Kitabı oku: «Gertrud», sayfa 7
»Margareth, mich führt eine Hoffnung her, die vermessen genannt werden könnte, wenn sie nicht in unserm schönen Beisammenleben unter dem Schutze meiner Tante wurzelte. Darf ich reden, Margareth?«
»Von Ihren Hoffnungen nicht, Alexander,« sagte das Fräulein merkwürdig gefasst, nachdem das Gespräch erst begonnen hatte. Die Verlegenheit, die sie ihrer Tante gegenüber gezeigt hatte, schien verschwunden, nachdem sie jetzt eingesehen, dass Alexander ihr in keiner Weise das gewesen war, was sie beim jähen Verluste des Grafen Levin so tiefbetrübt betrauerte.
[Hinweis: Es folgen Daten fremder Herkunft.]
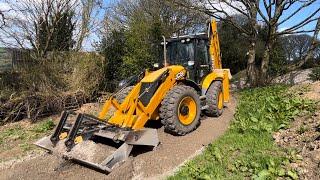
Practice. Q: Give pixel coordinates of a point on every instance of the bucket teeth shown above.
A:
(86, 128)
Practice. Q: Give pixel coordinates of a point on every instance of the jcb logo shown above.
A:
(180, 75)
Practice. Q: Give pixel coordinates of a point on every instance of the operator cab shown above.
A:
(190, 51)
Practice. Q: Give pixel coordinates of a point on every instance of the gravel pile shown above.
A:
(304, 137)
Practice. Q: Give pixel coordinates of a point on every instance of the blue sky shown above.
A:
(297, 18)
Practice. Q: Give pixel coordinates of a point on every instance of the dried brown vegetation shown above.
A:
(60, 81)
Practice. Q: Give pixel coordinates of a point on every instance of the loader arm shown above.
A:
(143, 100)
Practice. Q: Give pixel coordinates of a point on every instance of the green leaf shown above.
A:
(263, 174)
(293, 174)
(253, 119)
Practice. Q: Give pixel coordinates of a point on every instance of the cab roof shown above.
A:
(189, 36)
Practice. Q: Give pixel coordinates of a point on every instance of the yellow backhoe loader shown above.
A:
(189, 81)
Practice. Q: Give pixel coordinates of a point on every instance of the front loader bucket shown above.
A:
(114, 147)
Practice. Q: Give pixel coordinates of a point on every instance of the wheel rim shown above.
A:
(220, 100)
(187, 110)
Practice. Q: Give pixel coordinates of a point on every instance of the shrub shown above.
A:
(62, 80)
(315, 74)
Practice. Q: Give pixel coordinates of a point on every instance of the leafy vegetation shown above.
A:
(315, 74)
(247, 149)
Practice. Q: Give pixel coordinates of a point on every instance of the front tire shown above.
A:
(180, 110)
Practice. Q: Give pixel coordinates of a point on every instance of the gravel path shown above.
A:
(158, 164)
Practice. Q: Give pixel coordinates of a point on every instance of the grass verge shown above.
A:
(247, 149)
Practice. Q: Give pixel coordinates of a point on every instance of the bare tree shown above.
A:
(276, 13)
(314, 45)
(87, 20)
(23, 21)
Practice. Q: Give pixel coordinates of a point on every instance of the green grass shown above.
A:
(24, 137)
(247, 149)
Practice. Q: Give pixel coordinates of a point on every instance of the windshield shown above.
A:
(180, 53)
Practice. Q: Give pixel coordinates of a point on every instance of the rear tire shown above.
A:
(214, 97)
(121, 96)
(180, 110)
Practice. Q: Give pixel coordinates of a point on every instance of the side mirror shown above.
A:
(190, 63)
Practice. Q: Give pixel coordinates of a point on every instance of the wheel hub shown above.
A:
(184, 110)
(187, 110)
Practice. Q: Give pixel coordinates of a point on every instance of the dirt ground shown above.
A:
(157, 164)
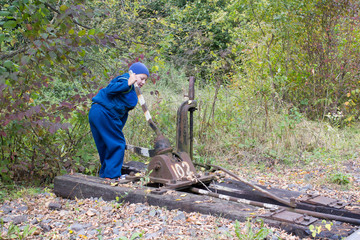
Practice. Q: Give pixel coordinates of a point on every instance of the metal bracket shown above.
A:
(291, 217)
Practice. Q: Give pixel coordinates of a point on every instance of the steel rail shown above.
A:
(276, 207)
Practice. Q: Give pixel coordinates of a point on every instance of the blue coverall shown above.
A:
(107, 117)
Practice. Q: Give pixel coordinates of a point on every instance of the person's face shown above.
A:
(140, 79)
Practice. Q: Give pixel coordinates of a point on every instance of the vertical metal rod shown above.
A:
(146, 110)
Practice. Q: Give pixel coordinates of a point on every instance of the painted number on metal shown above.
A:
(181, 170)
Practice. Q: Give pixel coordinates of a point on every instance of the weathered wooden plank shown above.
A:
(83, 186)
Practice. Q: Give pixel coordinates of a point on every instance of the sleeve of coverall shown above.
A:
(118, 85)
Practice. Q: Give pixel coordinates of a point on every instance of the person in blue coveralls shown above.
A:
(108, 115)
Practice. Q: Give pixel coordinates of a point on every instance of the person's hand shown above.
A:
(132, 78)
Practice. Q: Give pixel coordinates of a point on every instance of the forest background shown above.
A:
(277, 82)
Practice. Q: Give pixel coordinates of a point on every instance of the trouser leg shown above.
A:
(109, 140)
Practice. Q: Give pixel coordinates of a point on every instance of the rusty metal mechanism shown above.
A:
(172, 169)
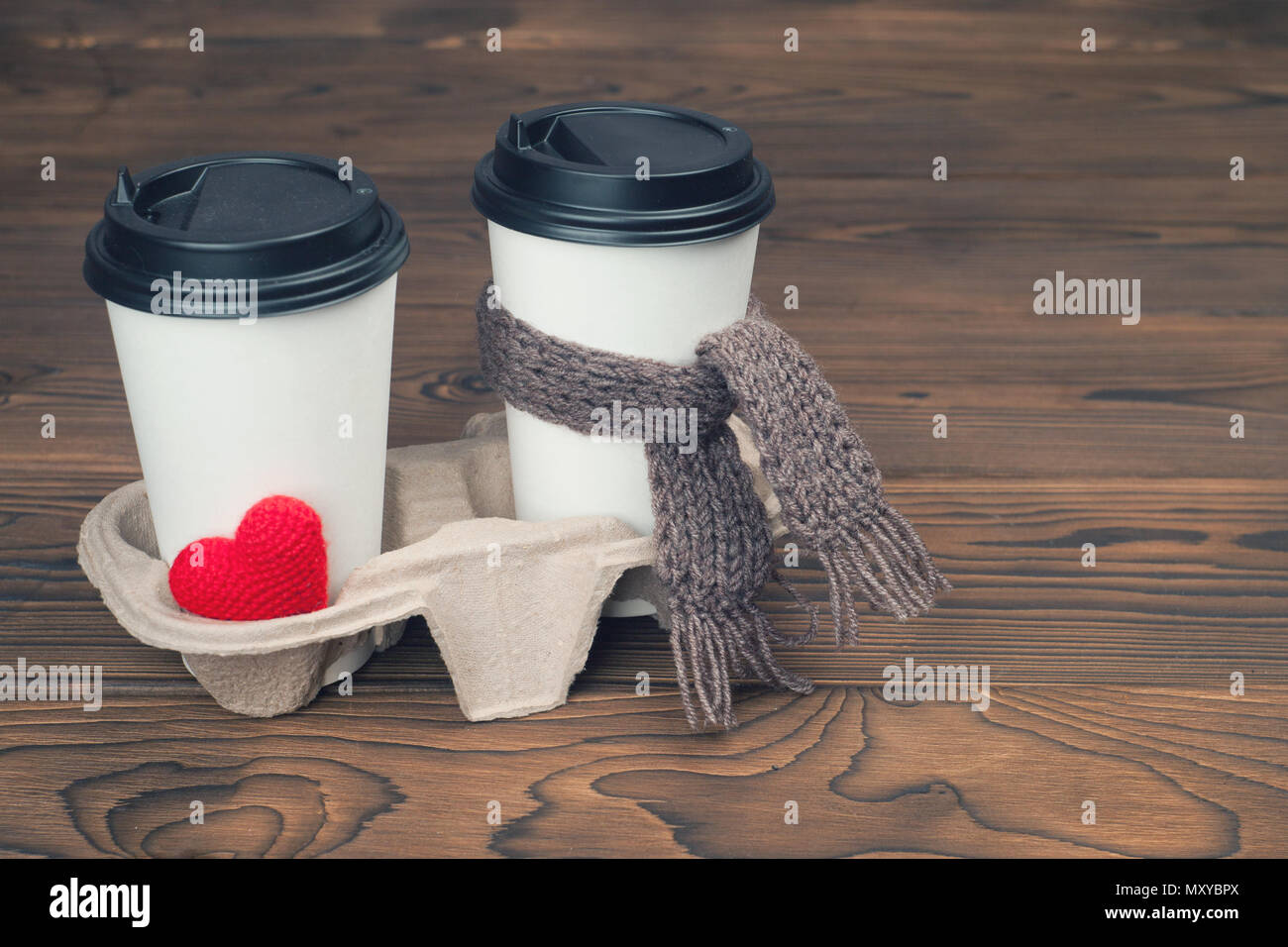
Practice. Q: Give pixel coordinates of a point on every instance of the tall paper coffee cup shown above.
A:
(626, 227)
(252, 300)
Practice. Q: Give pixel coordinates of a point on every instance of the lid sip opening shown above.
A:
(622, 172)
(288, 222)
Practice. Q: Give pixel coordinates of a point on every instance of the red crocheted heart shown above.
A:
(273, 567)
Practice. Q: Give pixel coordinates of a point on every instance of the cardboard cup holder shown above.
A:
(511, 605)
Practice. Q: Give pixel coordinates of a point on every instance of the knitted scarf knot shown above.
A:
(713, 545)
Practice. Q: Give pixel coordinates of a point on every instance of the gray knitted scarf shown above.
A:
(713, 545)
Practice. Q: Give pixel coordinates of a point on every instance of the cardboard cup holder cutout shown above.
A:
(454, 554)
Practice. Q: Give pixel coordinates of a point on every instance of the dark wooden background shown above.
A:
(1111, 684)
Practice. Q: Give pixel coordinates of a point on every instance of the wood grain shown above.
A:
(1111, 684)
(1172, 772)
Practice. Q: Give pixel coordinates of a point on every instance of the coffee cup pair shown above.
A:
(252, 300)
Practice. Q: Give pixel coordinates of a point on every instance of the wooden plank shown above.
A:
(1171, 772)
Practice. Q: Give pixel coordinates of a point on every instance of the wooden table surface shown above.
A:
(1109, 684)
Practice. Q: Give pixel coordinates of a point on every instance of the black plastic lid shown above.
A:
(286, 221)
(570, 172)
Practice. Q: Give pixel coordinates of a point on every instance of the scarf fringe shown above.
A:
(885, 561)
(712, 647)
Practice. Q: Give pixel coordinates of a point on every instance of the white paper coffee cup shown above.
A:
(662, 299)
(226, 414)
(252, 302)
(625, 227)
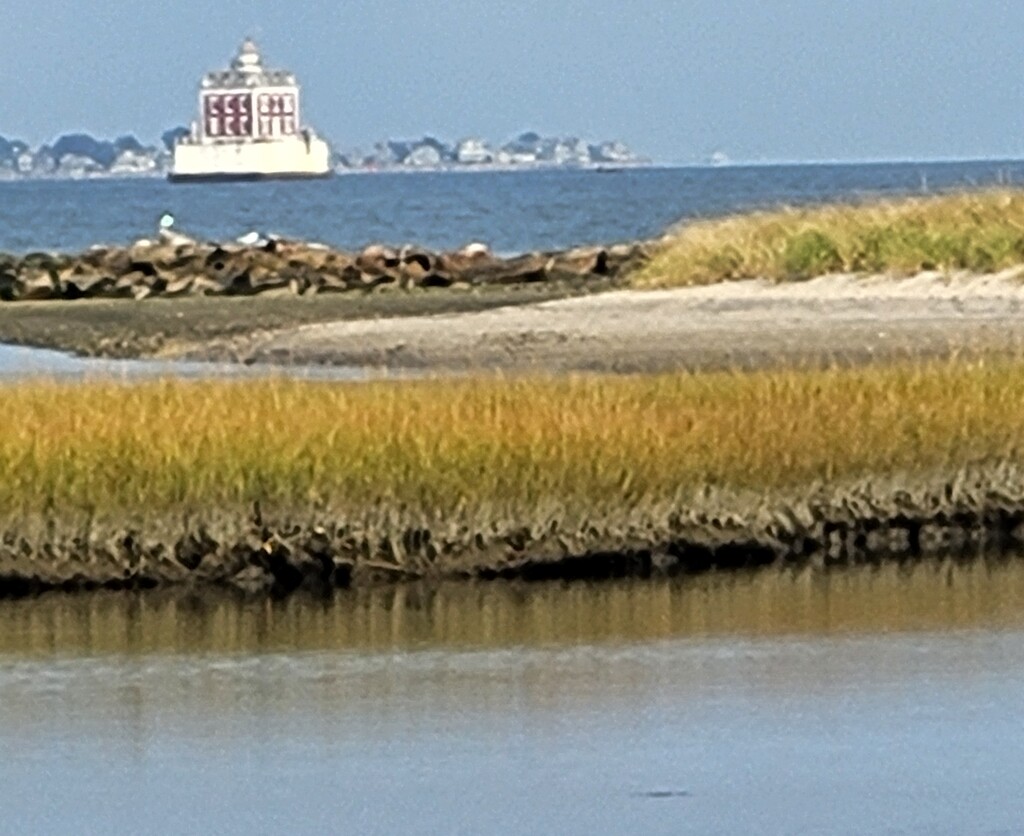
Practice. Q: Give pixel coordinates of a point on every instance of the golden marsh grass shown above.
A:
(981, 232)
(444, 447)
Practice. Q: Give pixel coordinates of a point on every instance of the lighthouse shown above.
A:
(249, 127)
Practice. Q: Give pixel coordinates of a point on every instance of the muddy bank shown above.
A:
(116, 329)
(976, 512)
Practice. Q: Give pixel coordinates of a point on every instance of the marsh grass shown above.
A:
(980, 232)
(440, 448)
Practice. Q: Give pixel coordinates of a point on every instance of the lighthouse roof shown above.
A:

»In der trübseligen Situation einer mit vollem Rechte verlassenen und verachteten Braut wäre es unzart von mir, die Worte eines Mannes anzuhören, die eine Hoffnung auf meine jetzige Lage aussprechen.«
»Allerdings, wenn dieser Mann nicht mit dem Rechte sprechen könnte, den ein lange bestandenes Seelenbündnis geben muss!« entgegnete Alexander ernst und traurig.
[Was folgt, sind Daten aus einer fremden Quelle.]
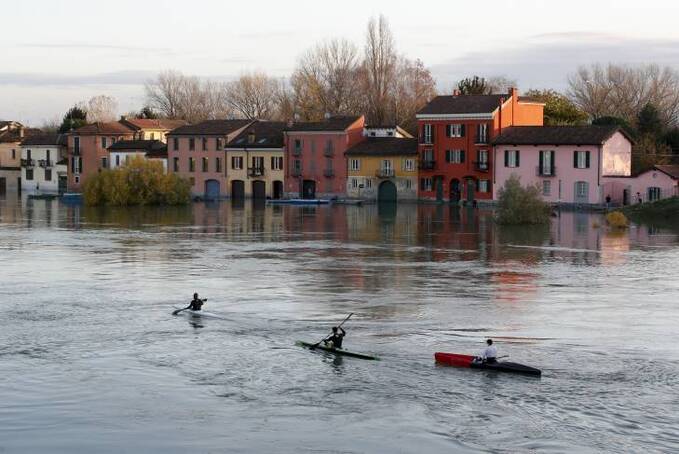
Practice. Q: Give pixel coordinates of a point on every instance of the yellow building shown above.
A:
(383, 168)
(254, 162)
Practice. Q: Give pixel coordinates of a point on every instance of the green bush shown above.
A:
(140, 182)
(521, 205)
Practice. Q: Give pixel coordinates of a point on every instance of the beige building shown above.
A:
(254, 161)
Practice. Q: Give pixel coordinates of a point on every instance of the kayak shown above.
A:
(454, 359)
(336, 351)
(201, 313)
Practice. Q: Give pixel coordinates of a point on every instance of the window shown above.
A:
(455, 130)
(482, 133)
(512, 158)
(455, 156)
(546, 188)
(581, 159)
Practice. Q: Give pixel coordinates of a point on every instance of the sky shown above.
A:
(57, 53)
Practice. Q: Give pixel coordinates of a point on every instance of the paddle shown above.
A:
(319, 342)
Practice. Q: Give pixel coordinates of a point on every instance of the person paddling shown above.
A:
(489, 354)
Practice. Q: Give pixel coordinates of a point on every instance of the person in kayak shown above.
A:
(336, 338)
(489, 354)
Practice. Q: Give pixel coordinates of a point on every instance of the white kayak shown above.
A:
(201, 313)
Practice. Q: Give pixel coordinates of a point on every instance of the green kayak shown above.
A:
(336, 351)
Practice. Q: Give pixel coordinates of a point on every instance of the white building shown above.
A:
(43, 164)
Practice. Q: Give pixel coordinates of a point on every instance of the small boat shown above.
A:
(336, 351)
(201, 313)
(454, 359)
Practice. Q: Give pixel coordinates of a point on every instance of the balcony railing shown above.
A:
(427, 164)
(545, 171)
(481, 166)
(385, 173)
(255, 172)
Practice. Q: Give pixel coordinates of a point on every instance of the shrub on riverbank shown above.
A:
(521, 205)
(140, 182)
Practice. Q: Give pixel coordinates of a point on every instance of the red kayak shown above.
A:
(453, 359)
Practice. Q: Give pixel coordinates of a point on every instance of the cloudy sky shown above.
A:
(59, 53)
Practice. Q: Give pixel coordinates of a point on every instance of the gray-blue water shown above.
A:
(92, 361)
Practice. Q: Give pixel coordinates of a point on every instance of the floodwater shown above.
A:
(92, 361)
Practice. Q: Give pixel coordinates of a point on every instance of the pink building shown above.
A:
(315, 165)
(197, 153)
(570, 164)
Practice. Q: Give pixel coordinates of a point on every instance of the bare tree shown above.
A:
(102, 108)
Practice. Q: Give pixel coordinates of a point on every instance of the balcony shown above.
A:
(481, 166)
(427, 164)
(385, 173)
(545, 171)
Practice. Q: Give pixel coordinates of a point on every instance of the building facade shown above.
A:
(255, 161)
(44, 168)
(197, 153)
(570, 164)
(455, 133)
(315, 165)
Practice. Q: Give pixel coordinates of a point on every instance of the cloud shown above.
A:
(546, 60)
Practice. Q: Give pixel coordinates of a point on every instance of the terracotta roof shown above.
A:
(335, 123)
(211, 127)
(267, 134)
(113, 127)
(463, 104)
(557, 135)
(45, 139)
(147, 123)
(384, 146)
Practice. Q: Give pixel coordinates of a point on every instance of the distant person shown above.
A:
(336, 338)
(489, 354)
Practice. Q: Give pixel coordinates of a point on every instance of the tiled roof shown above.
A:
(211, 127)
(147, 123)
(267, 134)
(384, 146)
(463, 104)
(45, 139)
(113, 127)
(336, 123)
(556, 135)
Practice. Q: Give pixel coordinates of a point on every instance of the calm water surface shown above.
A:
(92, 361)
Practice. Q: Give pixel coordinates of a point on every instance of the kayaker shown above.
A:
(489, 354)
(336, 338)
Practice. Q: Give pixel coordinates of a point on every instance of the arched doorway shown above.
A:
(212, 189)
(238, 189)
(277, 189)
(387, 192)
(259, 189)
(455, 190)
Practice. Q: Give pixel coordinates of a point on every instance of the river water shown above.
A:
(92, 361)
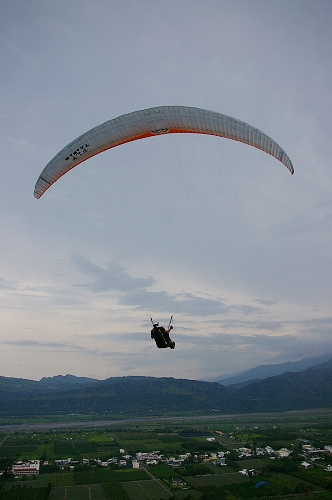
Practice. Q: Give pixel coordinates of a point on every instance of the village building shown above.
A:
(30, 468)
Er fand erst jetzt die nötige Ruhe, um das Mädchen näher zu betrachten, das eigentlich, so lange er zu denken vermochte, seine Einbildungskraft beherrscht hatte. Der Ausdruck ihres Wesens war unbestreitbar ein verschiedener, als der, welchen er von ihr in der Ferne gehegt.
Schon ihre äußere Erscheinung zeigte dies. Früherhin machtlos dem Willen ihrer Tante ergeben und der eigenen Willenskraft nicht vertrauend, bewies schon die schüchterne Sanftmut ihres Blickes, dass sie zu den weiblichen Naturen zählte, die innerlich nicht leicht unabhängig werden, sondern des Rates und der Stütze bedürfen. Jetzt stand sie verändert vor ihm.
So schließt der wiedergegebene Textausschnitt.